How Costly Is Cheap Code?
At times, software development can be easy, but to make your software perform and scale can be a daunting task. Performance and scalability is not just about writing any code, but to write code that fully utilizes the capabilities of the underlying infrastructure. Having a powerful hardware infrastructure is always an advantage, but it needs experience and skill to write code that utilizes it and performs and scales well. Have you ever encountered SQL Server code with more than 50 joins in a query? Or code that retrieves millions of records from SQL Server to the Web Server just to return one record to the UI? These are the kind of scenarios we deal with on a daily basis. We have helped scale applications with more than a billion hits per day and increased performance exponentially.

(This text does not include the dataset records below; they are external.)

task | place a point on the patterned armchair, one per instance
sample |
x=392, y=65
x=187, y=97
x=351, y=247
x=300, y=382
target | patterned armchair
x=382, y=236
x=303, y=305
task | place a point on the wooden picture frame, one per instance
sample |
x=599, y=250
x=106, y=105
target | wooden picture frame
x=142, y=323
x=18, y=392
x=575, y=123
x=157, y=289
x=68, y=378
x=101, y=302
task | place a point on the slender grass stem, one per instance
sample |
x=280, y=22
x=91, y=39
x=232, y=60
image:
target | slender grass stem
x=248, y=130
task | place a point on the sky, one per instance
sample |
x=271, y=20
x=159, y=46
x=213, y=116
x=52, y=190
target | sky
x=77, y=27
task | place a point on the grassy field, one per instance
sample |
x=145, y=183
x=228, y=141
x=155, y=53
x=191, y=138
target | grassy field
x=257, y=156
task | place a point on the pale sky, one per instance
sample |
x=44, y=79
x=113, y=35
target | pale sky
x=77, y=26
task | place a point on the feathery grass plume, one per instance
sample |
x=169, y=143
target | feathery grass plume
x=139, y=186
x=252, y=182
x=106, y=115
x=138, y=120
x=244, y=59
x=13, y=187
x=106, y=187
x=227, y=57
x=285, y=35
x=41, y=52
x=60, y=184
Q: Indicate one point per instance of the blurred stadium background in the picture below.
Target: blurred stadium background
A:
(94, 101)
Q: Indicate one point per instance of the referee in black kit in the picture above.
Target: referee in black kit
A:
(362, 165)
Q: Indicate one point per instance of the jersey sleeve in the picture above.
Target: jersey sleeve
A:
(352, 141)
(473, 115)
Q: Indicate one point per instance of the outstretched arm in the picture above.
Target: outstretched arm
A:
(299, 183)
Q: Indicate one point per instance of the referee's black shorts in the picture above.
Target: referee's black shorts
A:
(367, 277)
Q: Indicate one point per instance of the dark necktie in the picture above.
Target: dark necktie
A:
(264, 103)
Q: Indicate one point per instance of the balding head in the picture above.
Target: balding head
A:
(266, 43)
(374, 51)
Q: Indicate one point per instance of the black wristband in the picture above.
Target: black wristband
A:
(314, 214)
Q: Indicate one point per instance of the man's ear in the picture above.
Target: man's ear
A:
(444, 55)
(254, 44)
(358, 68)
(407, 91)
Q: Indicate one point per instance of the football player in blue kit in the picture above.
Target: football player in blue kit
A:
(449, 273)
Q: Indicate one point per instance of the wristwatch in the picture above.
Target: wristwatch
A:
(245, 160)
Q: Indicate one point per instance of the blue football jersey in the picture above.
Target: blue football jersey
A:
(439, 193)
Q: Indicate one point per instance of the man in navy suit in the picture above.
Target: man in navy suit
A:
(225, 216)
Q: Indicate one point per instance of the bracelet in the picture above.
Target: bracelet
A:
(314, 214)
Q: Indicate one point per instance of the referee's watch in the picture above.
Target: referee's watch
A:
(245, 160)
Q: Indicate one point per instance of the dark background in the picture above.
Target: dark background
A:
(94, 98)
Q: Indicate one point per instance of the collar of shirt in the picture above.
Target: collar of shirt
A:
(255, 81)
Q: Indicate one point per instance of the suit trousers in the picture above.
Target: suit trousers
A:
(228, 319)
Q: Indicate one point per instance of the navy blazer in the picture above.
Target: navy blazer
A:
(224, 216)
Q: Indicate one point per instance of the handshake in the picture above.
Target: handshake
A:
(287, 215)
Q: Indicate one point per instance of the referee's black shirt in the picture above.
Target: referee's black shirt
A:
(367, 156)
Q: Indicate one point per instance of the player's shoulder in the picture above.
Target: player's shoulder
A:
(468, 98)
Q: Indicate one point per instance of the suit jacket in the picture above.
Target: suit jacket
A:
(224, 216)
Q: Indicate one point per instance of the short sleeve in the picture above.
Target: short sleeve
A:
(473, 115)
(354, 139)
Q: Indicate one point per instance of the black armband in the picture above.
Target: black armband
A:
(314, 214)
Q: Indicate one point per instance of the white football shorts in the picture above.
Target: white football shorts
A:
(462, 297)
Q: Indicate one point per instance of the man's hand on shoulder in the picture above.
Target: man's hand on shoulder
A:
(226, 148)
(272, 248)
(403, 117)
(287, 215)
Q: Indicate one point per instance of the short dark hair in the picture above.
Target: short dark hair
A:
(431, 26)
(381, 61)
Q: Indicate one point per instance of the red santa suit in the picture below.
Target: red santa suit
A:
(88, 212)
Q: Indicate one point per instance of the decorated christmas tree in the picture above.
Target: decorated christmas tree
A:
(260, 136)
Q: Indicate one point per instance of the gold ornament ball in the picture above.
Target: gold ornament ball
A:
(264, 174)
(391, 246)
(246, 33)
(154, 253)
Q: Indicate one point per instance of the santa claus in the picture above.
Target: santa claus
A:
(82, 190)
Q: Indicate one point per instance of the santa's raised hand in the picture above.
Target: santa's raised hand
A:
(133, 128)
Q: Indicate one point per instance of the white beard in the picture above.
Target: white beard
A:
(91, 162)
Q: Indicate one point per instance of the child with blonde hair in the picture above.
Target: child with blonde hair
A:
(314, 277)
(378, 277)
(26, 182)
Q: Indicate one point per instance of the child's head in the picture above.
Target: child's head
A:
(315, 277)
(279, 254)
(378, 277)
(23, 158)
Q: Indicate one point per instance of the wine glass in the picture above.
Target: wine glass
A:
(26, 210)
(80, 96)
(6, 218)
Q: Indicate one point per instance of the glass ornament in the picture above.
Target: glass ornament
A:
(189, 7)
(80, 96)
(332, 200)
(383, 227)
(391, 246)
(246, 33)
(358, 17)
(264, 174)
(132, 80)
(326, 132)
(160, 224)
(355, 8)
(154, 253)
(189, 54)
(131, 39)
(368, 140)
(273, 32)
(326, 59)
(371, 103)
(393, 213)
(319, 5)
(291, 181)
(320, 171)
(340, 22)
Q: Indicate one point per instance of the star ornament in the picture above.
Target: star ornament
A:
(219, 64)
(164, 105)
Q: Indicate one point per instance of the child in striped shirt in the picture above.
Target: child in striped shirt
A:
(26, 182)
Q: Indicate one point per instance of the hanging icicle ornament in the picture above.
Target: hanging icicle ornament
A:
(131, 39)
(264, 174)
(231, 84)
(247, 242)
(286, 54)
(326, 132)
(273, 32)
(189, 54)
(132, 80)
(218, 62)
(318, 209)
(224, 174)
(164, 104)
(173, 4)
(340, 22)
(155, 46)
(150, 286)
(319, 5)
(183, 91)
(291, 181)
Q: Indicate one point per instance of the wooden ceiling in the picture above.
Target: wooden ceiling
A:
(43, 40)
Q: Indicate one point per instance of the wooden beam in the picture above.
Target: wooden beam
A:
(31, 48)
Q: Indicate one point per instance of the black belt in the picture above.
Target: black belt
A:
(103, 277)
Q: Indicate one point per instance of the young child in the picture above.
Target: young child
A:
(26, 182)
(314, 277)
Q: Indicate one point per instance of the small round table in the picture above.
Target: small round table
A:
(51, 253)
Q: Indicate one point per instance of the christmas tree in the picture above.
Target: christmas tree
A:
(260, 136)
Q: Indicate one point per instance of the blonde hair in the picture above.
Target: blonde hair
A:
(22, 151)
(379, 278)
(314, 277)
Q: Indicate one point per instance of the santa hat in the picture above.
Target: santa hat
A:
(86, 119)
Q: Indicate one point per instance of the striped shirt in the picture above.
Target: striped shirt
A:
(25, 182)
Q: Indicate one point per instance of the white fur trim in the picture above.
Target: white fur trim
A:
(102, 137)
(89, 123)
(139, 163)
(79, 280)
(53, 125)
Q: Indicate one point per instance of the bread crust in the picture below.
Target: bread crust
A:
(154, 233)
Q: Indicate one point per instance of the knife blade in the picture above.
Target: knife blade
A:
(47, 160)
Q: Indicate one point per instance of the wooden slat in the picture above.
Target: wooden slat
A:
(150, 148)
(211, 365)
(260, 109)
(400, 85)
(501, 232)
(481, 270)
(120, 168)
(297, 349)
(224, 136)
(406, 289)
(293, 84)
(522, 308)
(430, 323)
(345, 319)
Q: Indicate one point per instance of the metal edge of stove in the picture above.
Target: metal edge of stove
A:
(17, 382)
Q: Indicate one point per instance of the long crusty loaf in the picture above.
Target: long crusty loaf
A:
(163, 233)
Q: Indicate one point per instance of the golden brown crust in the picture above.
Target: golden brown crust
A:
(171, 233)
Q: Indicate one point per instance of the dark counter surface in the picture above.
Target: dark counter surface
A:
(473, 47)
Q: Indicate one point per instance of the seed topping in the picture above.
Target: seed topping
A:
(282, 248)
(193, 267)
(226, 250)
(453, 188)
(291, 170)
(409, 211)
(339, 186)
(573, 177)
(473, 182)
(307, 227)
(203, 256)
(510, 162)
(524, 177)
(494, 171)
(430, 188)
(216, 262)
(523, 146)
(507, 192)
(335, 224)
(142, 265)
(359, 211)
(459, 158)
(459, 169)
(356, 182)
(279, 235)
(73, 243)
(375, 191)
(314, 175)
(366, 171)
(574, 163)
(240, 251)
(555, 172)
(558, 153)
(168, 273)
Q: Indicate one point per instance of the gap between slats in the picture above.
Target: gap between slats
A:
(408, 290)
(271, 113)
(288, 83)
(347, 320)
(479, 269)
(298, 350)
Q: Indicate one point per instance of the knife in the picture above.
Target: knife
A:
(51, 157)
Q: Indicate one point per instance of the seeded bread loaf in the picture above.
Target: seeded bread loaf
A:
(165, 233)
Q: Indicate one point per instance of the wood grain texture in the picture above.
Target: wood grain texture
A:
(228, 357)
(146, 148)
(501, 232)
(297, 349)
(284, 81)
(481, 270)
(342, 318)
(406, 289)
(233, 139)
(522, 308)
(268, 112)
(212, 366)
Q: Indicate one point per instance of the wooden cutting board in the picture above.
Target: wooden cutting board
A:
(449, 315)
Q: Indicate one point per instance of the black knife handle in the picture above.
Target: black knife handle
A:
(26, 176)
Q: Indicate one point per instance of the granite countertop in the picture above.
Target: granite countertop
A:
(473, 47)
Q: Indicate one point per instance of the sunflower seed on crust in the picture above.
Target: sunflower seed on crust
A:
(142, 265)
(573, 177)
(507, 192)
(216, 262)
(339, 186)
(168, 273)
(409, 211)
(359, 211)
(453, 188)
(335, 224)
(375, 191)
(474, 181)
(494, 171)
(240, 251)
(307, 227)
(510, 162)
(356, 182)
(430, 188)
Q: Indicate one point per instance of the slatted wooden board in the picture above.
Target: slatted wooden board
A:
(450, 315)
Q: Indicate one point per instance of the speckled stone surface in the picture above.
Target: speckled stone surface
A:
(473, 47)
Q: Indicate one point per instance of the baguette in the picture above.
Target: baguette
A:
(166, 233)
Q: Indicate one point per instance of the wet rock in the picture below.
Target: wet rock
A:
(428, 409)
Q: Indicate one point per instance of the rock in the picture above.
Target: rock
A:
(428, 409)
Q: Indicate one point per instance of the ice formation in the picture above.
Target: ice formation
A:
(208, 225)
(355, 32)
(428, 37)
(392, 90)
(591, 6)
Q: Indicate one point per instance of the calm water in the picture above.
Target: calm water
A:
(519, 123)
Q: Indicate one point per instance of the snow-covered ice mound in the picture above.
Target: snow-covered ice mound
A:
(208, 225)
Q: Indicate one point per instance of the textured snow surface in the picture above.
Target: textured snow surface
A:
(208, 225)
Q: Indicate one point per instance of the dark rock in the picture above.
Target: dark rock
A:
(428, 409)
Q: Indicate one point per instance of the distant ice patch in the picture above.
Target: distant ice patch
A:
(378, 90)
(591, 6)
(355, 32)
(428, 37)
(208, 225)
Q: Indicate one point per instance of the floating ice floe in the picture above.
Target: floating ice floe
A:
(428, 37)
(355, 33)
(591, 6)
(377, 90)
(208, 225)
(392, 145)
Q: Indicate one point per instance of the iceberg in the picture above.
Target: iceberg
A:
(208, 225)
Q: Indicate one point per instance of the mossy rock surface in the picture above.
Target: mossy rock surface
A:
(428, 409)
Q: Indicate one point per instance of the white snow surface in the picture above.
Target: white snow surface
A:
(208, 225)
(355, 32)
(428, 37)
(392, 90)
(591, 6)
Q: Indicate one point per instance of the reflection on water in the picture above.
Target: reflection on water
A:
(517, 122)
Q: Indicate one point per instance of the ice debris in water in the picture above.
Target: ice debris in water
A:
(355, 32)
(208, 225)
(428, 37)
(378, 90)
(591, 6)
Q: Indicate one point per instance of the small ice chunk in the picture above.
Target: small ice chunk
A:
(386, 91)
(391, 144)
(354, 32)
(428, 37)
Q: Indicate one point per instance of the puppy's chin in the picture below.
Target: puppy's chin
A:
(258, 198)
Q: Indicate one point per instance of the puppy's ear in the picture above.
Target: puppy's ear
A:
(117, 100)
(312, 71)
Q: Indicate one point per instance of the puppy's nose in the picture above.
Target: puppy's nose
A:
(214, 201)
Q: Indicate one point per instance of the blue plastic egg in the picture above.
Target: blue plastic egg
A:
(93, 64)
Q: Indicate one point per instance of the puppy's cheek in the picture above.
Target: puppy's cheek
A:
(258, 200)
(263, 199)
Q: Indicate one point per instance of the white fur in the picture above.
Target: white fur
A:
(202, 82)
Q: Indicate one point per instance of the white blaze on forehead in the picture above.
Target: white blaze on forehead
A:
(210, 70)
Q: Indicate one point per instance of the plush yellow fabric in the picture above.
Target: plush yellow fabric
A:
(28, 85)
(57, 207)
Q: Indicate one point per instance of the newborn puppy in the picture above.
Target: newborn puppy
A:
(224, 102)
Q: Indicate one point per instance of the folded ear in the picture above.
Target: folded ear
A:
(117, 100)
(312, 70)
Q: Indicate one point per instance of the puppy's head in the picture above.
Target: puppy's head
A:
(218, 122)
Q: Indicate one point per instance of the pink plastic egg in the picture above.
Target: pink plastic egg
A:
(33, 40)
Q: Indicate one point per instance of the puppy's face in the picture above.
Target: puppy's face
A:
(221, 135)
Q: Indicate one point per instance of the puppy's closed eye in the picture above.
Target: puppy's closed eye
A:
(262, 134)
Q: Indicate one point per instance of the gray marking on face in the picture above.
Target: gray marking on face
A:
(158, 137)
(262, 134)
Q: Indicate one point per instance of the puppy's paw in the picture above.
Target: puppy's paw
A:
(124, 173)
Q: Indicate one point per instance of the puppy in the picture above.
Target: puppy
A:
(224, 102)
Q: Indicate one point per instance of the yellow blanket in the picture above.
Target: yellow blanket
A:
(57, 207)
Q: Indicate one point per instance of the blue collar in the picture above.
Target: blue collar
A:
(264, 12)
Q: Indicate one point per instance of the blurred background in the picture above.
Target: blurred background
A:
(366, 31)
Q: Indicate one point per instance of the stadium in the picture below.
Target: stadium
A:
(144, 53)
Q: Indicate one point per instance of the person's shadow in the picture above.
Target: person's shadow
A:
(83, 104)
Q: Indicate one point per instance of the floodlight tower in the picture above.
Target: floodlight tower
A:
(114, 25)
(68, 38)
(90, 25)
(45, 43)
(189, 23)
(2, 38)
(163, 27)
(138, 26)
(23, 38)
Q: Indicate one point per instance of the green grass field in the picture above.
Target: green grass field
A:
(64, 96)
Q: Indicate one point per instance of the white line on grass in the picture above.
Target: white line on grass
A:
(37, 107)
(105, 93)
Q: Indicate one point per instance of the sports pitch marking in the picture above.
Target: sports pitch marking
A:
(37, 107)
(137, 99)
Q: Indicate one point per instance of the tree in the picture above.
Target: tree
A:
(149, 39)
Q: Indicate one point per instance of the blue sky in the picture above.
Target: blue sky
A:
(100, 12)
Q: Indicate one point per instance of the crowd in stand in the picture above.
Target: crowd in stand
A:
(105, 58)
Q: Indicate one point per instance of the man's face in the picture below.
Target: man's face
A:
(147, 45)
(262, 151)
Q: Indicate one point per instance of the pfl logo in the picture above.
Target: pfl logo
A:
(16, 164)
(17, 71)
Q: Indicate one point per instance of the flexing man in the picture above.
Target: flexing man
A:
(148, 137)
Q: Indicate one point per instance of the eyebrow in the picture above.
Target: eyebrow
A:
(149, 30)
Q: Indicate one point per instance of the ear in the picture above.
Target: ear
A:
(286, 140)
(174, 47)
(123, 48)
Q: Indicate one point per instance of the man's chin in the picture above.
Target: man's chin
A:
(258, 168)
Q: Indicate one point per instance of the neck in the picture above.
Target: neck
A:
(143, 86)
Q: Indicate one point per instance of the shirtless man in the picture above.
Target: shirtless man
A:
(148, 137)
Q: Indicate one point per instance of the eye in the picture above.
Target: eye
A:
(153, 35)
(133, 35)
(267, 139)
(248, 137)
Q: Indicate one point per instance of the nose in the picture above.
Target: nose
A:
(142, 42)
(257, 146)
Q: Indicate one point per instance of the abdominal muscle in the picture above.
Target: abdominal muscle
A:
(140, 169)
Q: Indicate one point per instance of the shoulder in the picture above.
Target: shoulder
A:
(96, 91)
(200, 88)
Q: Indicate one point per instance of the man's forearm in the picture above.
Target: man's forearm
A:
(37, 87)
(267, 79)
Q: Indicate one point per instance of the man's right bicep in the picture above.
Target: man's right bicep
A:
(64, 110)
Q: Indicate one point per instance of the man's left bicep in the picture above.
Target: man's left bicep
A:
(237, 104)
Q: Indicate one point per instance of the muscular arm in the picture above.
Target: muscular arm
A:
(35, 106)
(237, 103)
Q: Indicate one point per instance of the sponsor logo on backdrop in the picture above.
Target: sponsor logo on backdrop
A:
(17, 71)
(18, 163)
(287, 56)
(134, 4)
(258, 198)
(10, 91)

Why is scalability so important?
Amazon claims that just an extra 1/10th of a second on their response times can cost them 1% in sales and according to Google, half a second increase in latency caused traffic to drop by a fifth. You can now imagine how important it is for these businesses to keep their systems up and running full time. We have seen companies suffer huge losses by losing a huge customer base due to performance and scalability issues. It is important to identify failures, bottlenecks and downtimes and provide a solution before they start affecting your business. With the advent of cheaper internet plans and devices, modern technological solutions require millions of hits with zero downtime. The solution needs to consider the hardware and software platform, application design, caching strategies, asynchronous processing, deployment, monitoring mechanisms and the list goes on.
There are a lot of variables to be considered while designing a scalable solution:
- Number of users per session the entire system can handle.
- Number of concurrent transactions or operations the entire system can handle.
- Optimal utilization of hardware resources.
- Time taken per transaction or operation.
- Availability of the application at any given time.
- Impact of the downtime on the users.
One cannot rely on a single system for its operations. A multi-node system is essential and so the network partitioning is always required and has to be tolerated. The system designers need to make a decision to provide either consistency or availability to the user in case of a failure in a multi-partition network system. As quoted by Gilbert and Lynch,
No set of failures less than total network failure is allowed to cause the system to respond incorrectly.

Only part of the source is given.